Pitts lives on 10 acres of land in Bluff City. While she said her property is not that big, she and her husband are surrounded by several century-old farms.

“I hope they’ll never sell,” she said. “I have a wealth of things to paint here.”

Part of that wealth is what she calls “her” mountain, a range that pops out over the hills surrounding her 10 acres, one that she paints often and said is constantly changing with the seasons.

“That mountain right there is my mountain,” Pitts said. “It’s like Georgia O’Keeffe said; God gave her Pedernal (a distinctive, flat-topped range in New Mexico). She said that if she painted it enough, God would give it to her. That’s how I feel about that mountain. I’ve called her ‘She Who Waits’ because every day I see her differently. … Today she’s real muted but sometimes she is just like you could touch her.”

Along with the natural beauty, Pitts said her love of painting stems also from her love of relating to other artists.

“We’re just putting our work together and showing what we do,” Pitts said of the upcoming show, “and we’re really excited about that. It takes a long time to get going and you want to share what you’ve done with other people. It’s really about that.
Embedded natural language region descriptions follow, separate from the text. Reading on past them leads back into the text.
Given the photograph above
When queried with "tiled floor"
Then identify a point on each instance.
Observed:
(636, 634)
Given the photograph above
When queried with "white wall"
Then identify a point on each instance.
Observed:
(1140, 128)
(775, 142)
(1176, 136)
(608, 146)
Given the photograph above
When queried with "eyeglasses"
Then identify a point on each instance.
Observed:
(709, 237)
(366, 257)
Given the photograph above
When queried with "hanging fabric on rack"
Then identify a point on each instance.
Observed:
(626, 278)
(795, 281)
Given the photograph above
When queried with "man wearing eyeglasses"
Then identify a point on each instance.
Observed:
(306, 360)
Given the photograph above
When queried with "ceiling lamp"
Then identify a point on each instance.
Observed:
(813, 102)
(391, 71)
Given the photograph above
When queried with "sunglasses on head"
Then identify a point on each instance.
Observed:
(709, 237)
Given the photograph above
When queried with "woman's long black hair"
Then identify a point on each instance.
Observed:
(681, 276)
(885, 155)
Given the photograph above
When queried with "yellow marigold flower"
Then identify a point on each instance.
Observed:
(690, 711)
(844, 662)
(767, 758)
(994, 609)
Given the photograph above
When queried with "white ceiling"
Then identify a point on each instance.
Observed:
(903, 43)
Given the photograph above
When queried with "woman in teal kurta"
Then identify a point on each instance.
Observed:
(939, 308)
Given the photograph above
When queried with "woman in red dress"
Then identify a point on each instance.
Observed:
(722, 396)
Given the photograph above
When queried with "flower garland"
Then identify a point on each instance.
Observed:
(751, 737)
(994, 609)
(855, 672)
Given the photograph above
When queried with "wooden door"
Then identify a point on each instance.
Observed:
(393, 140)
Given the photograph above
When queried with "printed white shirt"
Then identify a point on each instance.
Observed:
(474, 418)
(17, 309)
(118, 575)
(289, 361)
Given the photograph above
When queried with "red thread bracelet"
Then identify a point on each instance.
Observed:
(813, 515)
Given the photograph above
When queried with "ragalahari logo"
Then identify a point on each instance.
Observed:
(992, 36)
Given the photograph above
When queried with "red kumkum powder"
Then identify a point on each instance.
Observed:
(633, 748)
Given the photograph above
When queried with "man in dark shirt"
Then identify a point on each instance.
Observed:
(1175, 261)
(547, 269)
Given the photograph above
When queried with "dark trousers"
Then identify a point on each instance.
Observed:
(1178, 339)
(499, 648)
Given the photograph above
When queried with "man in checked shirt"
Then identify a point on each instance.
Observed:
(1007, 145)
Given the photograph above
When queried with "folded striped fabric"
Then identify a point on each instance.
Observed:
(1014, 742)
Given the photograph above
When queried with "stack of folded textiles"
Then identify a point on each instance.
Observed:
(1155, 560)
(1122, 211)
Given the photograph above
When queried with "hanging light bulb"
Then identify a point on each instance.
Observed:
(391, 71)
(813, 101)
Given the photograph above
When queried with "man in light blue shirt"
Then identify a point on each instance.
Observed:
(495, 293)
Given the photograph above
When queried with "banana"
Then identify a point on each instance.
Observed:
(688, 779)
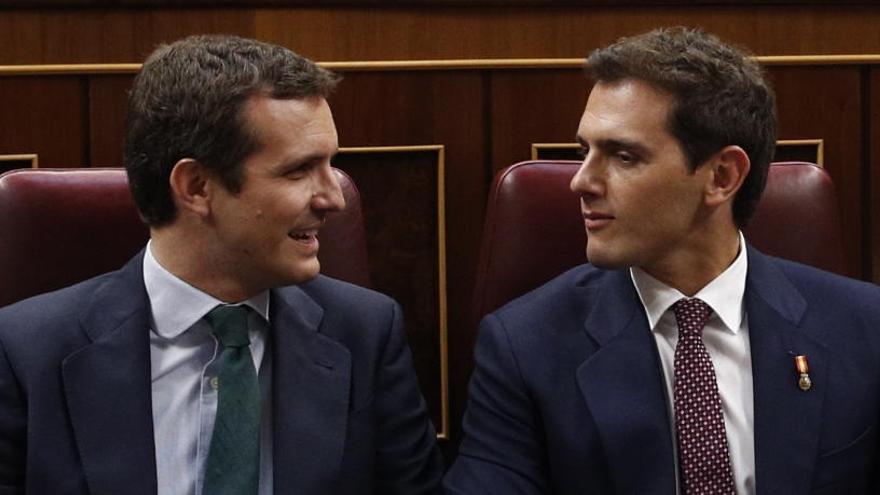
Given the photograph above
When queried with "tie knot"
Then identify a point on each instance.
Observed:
(691, 314)
(230, 325)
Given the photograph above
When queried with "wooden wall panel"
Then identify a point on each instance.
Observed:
(534, 107)
(825, 103)
(410, 33)
(108, 95)
(46, 116)
(872, 168)
(433, 107)
(65, 36)
(403, 248)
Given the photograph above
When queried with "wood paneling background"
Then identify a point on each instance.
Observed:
(117, 35)
(486, 116)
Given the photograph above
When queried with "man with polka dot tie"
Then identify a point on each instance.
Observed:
(667, 364)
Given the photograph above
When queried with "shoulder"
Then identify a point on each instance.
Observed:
(350, 314)
(52, 309)
(336, 294)
(568, 293)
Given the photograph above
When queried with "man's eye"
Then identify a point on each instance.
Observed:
(626, 158)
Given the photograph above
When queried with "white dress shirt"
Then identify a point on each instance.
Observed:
(726, 337)
(182, 369)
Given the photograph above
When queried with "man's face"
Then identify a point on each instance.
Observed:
(266, 233)
(639, 199)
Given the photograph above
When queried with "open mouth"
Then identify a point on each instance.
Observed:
(304, 235)
(596, 220)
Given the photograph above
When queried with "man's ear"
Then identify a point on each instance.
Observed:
(728, 168)
(191, 186)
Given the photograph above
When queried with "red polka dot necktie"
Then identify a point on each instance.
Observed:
(703, 456)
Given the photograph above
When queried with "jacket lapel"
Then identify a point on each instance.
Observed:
(786, 417)
(623, 387)
(107, 387)
(311, 376)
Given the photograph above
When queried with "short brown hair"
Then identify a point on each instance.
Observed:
(187, 102)
(721, 97)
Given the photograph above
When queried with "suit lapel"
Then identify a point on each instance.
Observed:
(623, 387)
(311, 376)
(786, 418)
(107, 387)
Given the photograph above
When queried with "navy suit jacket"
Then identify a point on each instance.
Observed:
(567, 396)
(75, 401)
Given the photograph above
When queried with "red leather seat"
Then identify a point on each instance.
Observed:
(534, 230)
(61, 226)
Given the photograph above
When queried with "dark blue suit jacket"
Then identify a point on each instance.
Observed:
(75, 407)
(567, 396)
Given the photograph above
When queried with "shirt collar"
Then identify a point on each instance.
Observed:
(724, 294)
(176, 306)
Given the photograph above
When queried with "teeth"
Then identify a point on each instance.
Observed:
(304, 235)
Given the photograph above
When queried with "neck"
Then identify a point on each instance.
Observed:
(701, 262)
(187, 256)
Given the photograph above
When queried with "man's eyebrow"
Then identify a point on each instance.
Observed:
(622, 144)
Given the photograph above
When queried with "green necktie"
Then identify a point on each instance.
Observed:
(233, 464)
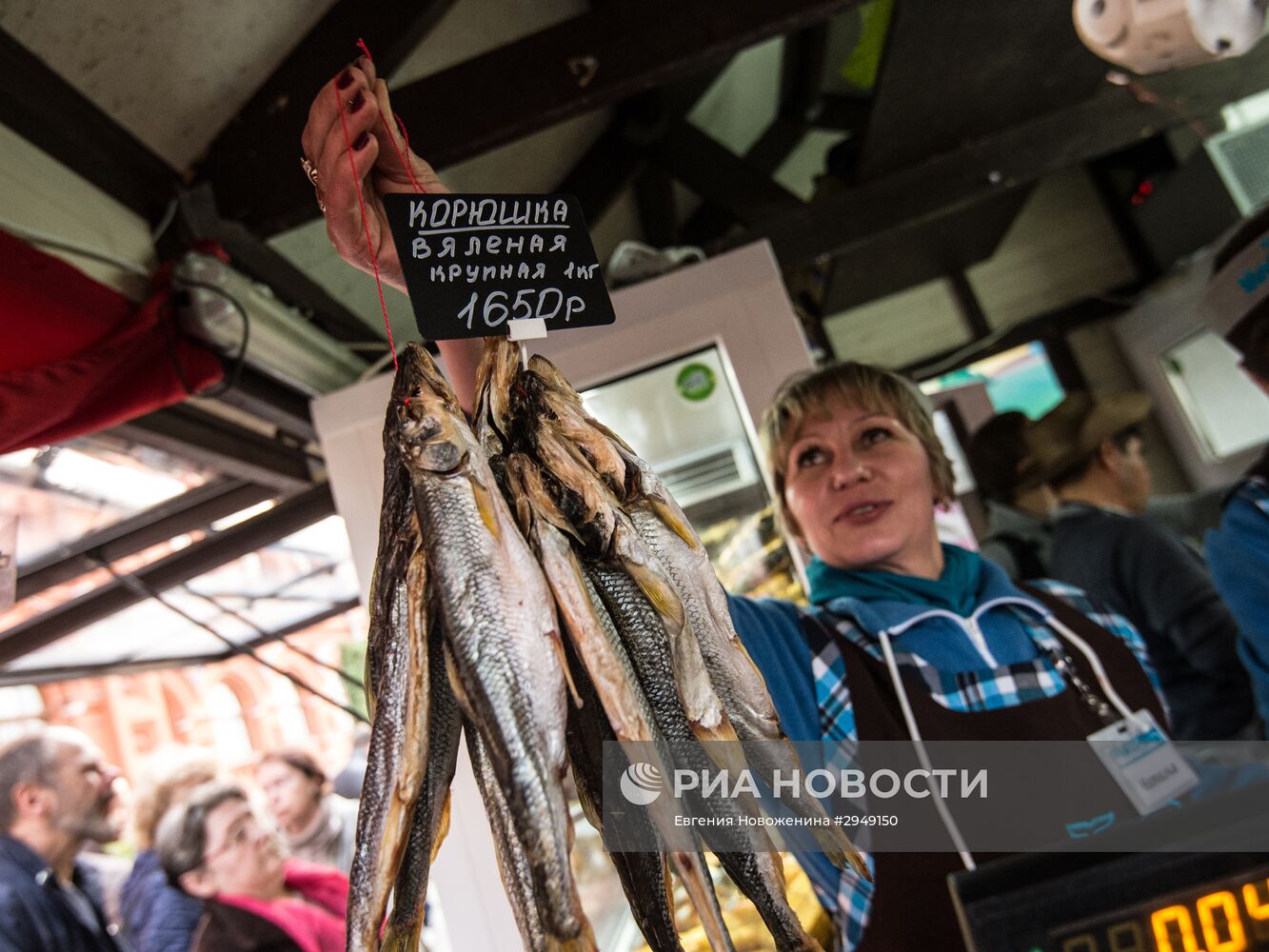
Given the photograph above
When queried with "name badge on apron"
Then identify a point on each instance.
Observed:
(1143, 762)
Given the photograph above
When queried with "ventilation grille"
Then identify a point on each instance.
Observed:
(708, 474)
(1241, 156)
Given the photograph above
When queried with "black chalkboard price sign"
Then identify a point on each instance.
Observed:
(476, 263)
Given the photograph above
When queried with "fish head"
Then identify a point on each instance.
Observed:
(418, 373)
(495, 377)
(526, 486)
(551, 377)
(426, 425)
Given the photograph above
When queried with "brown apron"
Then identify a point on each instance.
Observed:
(911, 908)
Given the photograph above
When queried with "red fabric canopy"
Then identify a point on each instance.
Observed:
(79, 357)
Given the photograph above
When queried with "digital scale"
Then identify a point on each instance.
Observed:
(1176, 902)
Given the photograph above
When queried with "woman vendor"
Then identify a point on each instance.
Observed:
(907, 639)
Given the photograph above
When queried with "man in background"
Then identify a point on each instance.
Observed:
(1090, 451)
(54, 798)
(1018, 503)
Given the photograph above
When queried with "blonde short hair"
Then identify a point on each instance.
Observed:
(168, 771)
(819, 394)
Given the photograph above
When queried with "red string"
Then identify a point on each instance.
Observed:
(361, 201)
(366, 223)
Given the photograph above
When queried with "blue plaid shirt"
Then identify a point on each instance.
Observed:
(781, 653)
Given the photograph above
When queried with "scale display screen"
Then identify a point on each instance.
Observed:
(1204, 890)
(1227, 916)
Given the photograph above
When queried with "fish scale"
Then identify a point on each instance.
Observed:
(393, 769)
(431, 807)
(747, 861)
(499, 623)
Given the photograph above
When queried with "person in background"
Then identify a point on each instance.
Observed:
(902, 630)
(156, 916)
(1020, 505)
(1237, 307)
(111, 863)
(255, 899)
(316, 825)
(347, 781)
(1090, 451)
(56, 795)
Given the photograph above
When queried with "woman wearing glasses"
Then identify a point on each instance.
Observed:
(255, 898)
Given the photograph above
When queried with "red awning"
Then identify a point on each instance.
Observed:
(79, 357)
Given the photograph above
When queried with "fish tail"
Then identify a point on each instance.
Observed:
(701, 893)
(584, 942)
(403, 940)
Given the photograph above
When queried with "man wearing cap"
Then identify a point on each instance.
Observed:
(1237, 307)
(54, 796)
(1018, 503)
(1090, 452)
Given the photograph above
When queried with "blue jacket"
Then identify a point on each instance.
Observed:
(1159, 585)
(157, 917)
(998, 635)
(37, 916)
(1238, 556)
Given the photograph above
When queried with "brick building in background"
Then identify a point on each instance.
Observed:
(237, 707)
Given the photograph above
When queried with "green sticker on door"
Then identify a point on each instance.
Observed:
(696, 381)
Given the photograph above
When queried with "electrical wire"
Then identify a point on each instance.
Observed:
(307, 655)
(142, 588)
(236, 361)
(974, 347)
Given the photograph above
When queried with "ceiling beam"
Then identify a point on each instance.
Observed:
(589, 61)
(720, 177)
(270, 400)
(1021, 154)
(50, 113)
(193, 509)
(45, 676)
(1048, 327)
(654, 194)
(617, 158)
(603, 171)
(262, 143)
(202, 221)
(209, 441)
(283, 520)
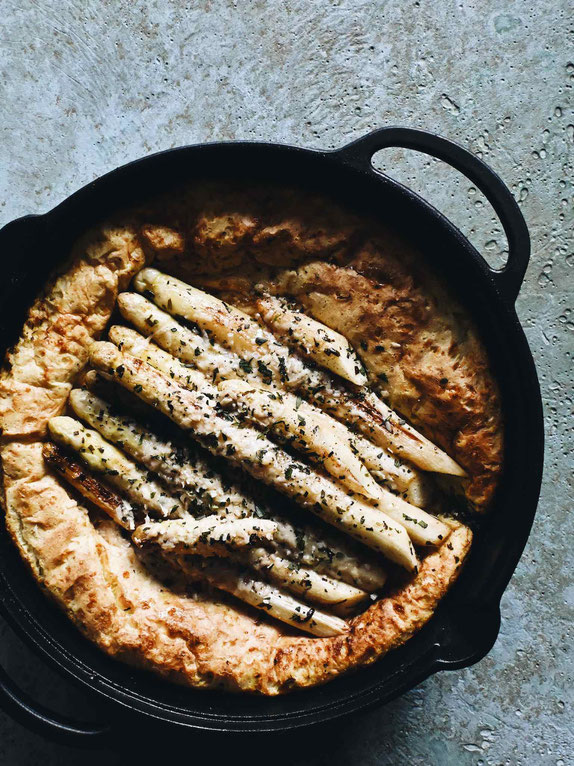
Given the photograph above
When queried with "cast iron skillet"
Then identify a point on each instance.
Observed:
(467, 622)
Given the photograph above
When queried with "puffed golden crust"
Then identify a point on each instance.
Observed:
(93, 572)
(90, 568)
(417, 347)
(418, 344)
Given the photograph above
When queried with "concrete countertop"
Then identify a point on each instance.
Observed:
(86, 86)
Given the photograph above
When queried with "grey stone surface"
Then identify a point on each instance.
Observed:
(86, 86)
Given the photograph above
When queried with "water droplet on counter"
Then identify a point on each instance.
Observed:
(447, 103)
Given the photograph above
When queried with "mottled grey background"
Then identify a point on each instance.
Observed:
(88, 85)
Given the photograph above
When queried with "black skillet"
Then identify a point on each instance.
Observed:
(467, 622)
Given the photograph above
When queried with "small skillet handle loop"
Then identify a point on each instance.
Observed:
(18, 705)
(509, 279)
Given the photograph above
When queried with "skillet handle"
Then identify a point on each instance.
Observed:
(509, 279)
(20, 706)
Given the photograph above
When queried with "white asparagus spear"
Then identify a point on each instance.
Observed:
(102, 457)
(219, 364)
(294, 421)
(178, 465)
(325, 346)
(274, 363)
(91, 488)
(210, 536)
(268, 407)
(303, 582)
(171, 461)
(174, 463)
(234, 538)
(264, 596)
(195, 412)
(271, 407)
(423, 528)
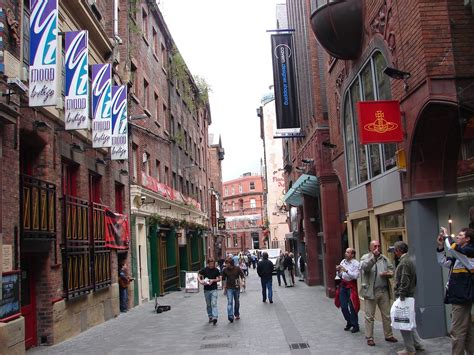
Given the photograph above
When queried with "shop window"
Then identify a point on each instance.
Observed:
(366, 161)
(362, 234)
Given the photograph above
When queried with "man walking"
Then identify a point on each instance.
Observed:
(348, 271)
(457, 294)
(209, 277)
(231, 276)
(405, 285)
(265, 270)
(376, 269)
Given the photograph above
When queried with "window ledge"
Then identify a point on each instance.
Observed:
(147, 112)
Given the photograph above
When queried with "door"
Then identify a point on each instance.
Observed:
(28, 300)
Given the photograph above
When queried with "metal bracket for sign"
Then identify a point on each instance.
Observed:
(282, 30)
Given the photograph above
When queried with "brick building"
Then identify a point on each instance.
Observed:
(244, 214)
(418, 54)
(56, 188)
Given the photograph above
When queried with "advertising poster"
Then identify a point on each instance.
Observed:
(43, 71)
(119, 149)
(76, 102)
(101, 102)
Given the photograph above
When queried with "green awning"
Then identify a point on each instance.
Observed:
(305, 185)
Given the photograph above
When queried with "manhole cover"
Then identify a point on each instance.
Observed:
(294, 346)
(215, 346)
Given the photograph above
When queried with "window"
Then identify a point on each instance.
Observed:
(158, 170)
(145, 94)
(157, 107)
(164, 57)
(366, 161)
(253, 203)
(155, 42)
(145, 24)
(166, 176)
(135, 161)
(146, 163)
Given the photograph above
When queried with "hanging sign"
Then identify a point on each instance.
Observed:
(43, 71)
(101, 102)
(379, 122)
(286, 98)
(119, 123)
(76, 103)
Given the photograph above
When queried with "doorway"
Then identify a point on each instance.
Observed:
(28, 300)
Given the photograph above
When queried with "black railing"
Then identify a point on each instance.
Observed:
(76, 247)
(38, 209)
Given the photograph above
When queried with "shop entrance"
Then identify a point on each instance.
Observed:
(28, 300)
(388, 238)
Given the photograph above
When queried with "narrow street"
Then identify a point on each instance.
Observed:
(299, 315)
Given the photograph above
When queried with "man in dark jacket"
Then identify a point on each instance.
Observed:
(405, 285)
(460, 280)
(265, 270)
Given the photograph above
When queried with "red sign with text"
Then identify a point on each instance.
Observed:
(379, 122)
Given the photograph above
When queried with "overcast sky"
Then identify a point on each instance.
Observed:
(226, 43)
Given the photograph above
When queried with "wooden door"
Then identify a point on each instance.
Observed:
(28, 300)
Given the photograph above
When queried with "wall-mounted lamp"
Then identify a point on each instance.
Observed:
(100, 161)
(123, 172)
(397, 74)
(137, 117)
(329, 145)
(41, 126)
(77, 148)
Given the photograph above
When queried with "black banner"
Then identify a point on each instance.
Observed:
(286, 99)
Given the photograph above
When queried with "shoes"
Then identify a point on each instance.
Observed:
(405, 352)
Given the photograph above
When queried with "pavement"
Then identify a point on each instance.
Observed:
(302, 320)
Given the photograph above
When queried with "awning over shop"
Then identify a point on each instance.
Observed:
(305, 185)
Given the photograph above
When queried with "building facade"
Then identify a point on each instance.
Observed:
(392, 191)
(243, 208)
(58, 190)
(274, 180)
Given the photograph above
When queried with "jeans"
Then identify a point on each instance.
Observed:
(412, 340)
(211, 303)
(233, 302)
(347, 308)
(267, 285)
(281, 274)
(123, 295)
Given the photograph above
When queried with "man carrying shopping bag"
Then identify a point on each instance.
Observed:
(405, 285)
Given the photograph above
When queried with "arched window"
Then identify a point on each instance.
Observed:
(363, 162)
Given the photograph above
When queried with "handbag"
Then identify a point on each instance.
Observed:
(403, 314)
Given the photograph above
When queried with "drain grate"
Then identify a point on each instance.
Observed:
(216, 346)
(294, 346)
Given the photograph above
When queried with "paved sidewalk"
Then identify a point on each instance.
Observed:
(299, 315)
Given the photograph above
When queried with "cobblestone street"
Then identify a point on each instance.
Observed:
(299, 315)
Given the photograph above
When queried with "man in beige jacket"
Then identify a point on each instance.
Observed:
(376, 269)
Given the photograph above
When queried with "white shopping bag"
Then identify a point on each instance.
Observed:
(402, 314)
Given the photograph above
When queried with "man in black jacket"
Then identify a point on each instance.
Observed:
(265, 270)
It’s about the beauty of getting outdoors. I’ve been sitting here and it’s been so interesting because how often do you take the time just to sit?

“It’s really good camaraderie. We don’t talk a whole lot; we find our spot, we start painting, we eat lunch together. I’m painting this and this is my view, but if I had my friends here and they were all painting it, it would be a totally different interpretation, different colors, and sometimes even medium. It’s just so much fun.”

Other artists featured in “Catching the Light” are: Monique Carr, Brenda Bundrant, Don Gotterbarn, Leslie Davis, Sheryl Daniels, John Youssi, Donna Bird, Judy Fitzgerald, Linda Loffmin, Carol Dixon, and Mary Nees.

Pitts said supporting local artists is worth what might seem expensive to those who don’t understand the beauty of owning original, local art.

“We live in an area that is so full of beauty and we’re beginning to get all these artists interested in settling here and interested in painting,” she said. “There are so many good artists here. A lot of people complain about original art being expensive or they go somewhere else to buy art. But it’s here. If you consider all that goes into it—all the time, effort, supplies—it’s really not that expensive. You’re bringing in all the fields, all the butterflies, you’re bringing in all that artist has experienced.”